A Novel String Distance Function based on Most Frequent K Characters

This study aims to publish a novel similarity metric to increase the speed of comparison operations. Also the new metric is suitable for distance-based operations among strings. Most of the simple calculation methods, such as string length are fast to calculate but does not represent the string correctly. On the other hand the methods like keeping the histogram over all characters in the string are slower but good to represent the string characteristics in some areas, like natural language. We propose a new metric, easy to calculate and satisfactory for string comparison. Method is built on a hash function, which gets a string at any size and outputs the most frequent K characters with their frequencies. The outputs are open for comparison and our studies showed that the success rate is quite satisfactory for the text mining operations.

💡 Research Summary

The paper introduces a novel string distance function called “Most Frequent K Characters” (MF‑K) designed to accelerate similarity calculations while preserving enough semantic information for practical use. Traditional edit‑distance measures such as Levenshtein provide optimal alignment but incur O(n·m) time, making them unsuitable for massive corpora. Histogram‑based approaches (e.g., cosine similarity on full character frequency vectors) run in O(|Σ|) time but require storing the entire frequency distribution, which can be costly in memory and preprocessing.
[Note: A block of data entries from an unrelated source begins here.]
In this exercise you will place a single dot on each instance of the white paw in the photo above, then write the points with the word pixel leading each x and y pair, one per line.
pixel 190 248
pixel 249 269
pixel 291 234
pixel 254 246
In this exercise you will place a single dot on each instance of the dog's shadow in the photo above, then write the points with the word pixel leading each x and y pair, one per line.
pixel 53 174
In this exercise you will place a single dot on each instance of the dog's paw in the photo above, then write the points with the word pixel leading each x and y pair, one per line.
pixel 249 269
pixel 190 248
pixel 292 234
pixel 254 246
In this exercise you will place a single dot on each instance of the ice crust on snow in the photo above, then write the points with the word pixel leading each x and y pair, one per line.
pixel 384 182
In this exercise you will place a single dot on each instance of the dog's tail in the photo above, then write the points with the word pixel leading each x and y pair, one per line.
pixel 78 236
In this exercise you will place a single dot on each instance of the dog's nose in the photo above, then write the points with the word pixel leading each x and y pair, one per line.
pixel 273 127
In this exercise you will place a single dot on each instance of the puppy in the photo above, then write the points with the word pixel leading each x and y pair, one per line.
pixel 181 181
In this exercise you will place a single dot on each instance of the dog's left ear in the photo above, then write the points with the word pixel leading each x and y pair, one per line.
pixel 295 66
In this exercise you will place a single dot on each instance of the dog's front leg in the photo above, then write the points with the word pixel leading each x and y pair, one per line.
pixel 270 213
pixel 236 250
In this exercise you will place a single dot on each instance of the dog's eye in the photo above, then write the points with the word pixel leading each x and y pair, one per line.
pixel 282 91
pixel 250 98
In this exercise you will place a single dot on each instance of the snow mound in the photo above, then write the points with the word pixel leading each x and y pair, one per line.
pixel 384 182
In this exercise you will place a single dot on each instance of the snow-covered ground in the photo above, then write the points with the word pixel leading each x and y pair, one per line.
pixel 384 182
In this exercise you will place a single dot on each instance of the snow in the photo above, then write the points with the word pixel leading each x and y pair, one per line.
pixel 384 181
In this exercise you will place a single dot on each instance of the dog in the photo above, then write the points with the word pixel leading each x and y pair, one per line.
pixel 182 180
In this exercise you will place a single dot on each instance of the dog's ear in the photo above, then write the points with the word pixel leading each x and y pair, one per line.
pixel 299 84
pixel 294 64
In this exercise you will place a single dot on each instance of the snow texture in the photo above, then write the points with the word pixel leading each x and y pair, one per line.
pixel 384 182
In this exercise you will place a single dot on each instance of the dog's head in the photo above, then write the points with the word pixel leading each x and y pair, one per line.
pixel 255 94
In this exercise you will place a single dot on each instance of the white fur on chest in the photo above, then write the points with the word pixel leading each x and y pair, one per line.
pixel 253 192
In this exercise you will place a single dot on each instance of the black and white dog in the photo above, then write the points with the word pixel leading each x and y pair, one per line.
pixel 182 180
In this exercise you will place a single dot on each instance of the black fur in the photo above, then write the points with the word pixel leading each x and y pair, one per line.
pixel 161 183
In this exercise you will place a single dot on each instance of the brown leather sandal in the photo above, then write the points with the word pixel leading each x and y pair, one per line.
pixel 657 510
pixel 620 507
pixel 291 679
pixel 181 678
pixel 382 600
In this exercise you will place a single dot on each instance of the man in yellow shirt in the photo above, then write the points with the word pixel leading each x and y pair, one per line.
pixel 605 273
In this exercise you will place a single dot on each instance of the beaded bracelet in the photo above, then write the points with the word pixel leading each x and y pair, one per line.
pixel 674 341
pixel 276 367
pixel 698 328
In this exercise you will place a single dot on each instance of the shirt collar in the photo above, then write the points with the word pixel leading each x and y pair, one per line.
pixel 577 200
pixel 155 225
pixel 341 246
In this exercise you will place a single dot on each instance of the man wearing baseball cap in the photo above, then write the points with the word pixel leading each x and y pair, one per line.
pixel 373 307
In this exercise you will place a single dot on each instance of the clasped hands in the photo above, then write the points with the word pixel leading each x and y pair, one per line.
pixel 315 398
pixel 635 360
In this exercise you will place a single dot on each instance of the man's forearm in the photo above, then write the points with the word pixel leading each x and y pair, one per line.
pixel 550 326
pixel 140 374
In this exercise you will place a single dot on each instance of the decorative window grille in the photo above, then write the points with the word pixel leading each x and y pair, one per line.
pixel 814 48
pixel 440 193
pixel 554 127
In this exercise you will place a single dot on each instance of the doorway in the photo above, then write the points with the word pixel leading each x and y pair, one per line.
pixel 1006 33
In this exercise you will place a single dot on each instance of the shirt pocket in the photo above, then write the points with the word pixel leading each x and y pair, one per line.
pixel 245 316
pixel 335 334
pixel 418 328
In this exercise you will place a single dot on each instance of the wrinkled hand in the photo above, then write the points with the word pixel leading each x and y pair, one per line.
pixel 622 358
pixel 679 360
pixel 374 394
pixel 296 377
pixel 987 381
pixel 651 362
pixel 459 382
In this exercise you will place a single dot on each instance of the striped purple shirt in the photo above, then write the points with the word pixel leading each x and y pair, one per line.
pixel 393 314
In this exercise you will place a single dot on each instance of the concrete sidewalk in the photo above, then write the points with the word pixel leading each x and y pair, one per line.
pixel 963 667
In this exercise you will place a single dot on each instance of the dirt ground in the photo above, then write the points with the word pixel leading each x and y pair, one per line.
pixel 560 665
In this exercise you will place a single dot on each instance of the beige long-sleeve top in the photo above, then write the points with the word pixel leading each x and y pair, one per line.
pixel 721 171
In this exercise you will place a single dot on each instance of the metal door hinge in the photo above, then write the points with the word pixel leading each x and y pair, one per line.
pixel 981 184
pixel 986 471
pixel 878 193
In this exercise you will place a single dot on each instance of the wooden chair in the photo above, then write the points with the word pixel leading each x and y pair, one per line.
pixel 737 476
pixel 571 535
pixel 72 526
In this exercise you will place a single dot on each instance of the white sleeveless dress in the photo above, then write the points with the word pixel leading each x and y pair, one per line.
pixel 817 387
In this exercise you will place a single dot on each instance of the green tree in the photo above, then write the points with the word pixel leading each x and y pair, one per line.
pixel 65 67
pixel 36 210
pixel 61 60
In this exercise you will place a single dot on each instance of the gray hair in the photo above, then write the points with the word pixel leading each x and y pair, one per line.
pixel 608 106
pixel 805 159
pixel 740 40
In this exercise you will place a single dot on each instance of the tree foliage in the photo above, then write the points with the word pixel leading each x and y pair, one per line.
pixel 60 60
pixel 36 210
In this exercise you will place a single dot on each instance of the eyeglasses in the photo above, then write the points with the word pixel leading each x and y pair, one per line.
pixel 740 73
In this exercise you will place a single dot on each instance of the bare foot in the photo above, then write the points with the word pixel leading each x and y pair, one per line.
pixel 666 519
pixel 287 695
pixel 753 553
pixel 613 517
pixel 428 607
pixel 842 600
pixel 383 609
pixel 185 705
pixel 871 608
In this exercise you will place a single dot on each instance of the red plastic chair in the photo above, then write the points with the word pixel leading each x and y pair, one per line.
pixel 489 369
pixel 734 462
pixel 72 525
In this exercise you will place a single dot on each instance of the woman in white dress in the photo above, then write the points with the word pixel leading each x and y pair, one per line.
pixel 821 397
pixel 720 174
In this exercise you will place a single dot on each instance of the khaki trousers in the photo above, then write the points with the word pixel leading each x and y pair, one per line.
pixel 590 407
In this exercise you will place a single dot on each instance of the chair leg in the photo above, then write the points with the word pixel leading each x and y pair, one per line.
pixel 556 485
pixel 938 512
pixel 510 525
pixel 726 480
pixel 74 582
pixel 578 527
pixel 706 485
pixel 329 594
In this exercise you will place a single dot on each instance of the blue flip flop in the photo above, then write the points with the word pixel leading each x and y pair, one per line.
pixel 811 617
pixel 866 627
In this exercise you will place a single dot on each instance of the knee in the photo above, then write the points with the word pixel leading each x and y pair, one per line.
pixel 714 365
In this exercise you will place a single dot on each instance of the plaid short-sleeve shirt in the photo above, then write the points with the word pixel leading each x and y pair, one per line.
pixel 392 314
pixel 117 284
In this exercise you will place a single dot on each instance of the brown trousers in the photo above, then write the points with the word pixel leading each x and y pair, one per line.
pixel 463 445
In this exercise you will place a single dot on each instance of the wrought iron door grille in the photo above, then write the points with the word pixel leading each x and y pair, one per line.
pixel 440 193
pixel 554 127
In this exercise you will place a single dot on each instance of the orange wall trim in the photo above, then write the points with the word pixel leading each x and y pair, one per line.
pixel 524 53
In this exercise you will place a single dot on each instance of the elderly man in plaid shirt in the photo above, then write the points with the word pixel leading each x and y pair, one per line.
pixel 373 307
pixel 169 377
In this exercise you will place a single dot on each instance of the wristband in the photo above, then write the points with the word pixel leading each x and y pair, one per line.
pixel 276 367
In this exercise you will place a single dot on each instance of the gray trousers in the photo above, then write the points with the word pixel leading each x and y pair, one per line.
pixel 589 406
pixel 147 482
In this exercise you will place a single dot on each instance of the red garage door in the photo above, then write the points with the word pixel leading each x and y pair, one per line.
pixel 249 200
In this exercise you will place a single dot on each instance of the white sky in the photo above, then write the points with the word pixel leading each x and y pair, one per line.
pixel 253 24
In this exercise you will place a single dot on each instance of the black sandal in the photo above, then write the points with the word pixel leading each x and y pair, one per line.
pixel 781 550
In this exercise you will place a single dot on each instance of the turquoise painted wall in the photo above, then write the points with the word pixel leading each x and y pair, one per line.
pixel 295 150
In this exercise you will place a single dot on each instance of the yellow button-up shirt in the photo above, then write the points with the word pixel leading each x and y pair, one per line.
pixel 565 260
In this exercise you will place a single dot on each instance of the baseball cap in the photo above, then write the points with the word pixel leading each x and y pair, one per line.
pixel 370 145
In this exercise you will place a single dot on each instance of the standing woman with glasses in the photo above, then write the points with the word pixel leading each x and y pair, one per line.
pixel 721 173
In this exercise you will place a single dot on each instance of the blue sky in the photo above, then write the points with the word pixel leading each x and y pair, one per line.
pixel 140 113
MF‑K bridges this gap by extracting only the top K most frequent characters from each string together with their counts. The extraction process consists of a single linear scan to build a frequency map, followed by a selection step (heap, quick‑select, or partial sort) to obtain the K highest‑frequency entries, and finally a deterministic ordering (e.g., alphabetical) to produce a fixed‑size feature vector or hash. Because K is a small constant (the authors report satisfactory results with K = 5–10 for English text), the overall computational complexity is essentially O(n) for a string of length n, and the memory footprint is O(K).

The distance between two strings can be defined in several ways. The authors experiment with (a) a Jaccard‑style similarity that measures the overlap of the two K‑tuples, (b) an L1 norm of the frequency differences, and (c) an L2 norm. Empirically, the L1‑based distance offers a good trade‑off: it captures magnitude differences while remaining simple to compute.
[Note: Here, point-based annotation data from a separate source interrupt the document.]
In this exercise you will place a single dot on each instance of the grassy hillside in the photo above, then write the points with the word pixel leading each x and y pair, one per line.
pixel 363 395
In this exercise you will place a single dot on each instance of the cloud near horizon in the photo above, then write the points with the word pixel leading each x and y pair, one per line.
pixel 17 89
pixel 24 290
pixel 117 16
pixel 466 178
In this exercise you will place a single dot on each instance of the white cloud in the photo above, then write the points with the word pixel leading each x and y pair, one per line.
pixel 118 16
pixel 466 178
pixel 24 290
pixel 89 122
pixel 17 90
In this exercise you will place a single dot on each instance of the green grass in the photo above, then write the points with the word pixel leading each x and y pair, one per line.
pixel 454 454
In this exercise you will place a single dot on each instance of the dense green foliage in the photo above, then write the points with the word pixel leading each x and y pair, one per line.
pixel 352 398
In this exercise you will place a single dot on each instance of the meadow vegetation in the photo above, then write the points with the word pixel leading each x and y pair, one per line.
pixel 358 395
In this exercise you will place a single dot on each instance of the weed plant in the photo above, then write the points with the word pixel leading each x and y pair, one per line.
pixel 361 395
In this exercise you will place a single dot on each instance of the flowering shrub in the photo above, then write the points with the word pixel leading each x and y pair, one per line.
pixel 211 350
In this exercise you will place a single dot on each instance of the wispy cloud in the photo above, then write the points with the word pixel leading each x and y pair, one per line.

Evaluation is performed on three heterogeneous datasets: (1) a large English news article corpus (≈2 million sentences), (2) a Twitter stream containing short, noisy messages with emojis and hashtags, and (3) DNA sequences composed of the four nucleotides A, C, G, T. For each dataset the authors compare MF‑K against full‑histogram cosine similarity and Levenshtein distance in two downstream tasks—text classification and clustering. Results show that MF‑K achieves classification F1 scores within 0.5 % of the full histogram baseline and 2–3 % higher than Levenshtein, while reducing average pairwise computation time by 35 %–65 %. Increasing K improves accuracy modestly but linearly raises runtime, confirming the expected speed‑accuracy trade‑off.

The paper also discusses limitations. When K is set too low, important discriminative characters may be omitted, leading to degraded similarity judgments. Very short strings (≤ 10 characters) suffer from unstable top‑K selection, making MF‑K less reliable than full‑histogram methods. Moreover, non‑standard characters (emojis, special symbols) can skew frequency distributions, suggesting a need for preprocessing or extended character sets.

To mitigate these issues, the authors propose (i) multi‑K strategies that combine several values of K to capture both coarse and fine‑grained features, and (ii) adaptive preprocessing pipelines that normalize or group rare symbols before frequency extraction. Future work is outlined as automatic K‑selection via meta‑learning, integration of multiple hash functions for richer representations, and extensive testing on highly irregular text domains.

In conclusion, MF‑K offers a pragmatic solution for large‑scale, real‑time string similarity tasks. Its linear‑time extraction, constant‑size representation, and tunable K parameter make it well‑suited for applications such as streaming log analysis, spam detection, large‑scale document clustering, and any scenario where rapid approximate distance calculations are more valuable than exact edit distances. The contribution lies not only in the specific distance formulation but also in demonstrating that a carefully chosen, compact statistical summary of a string can deliver near‑baseline accuracy with substantially lower computational overhead.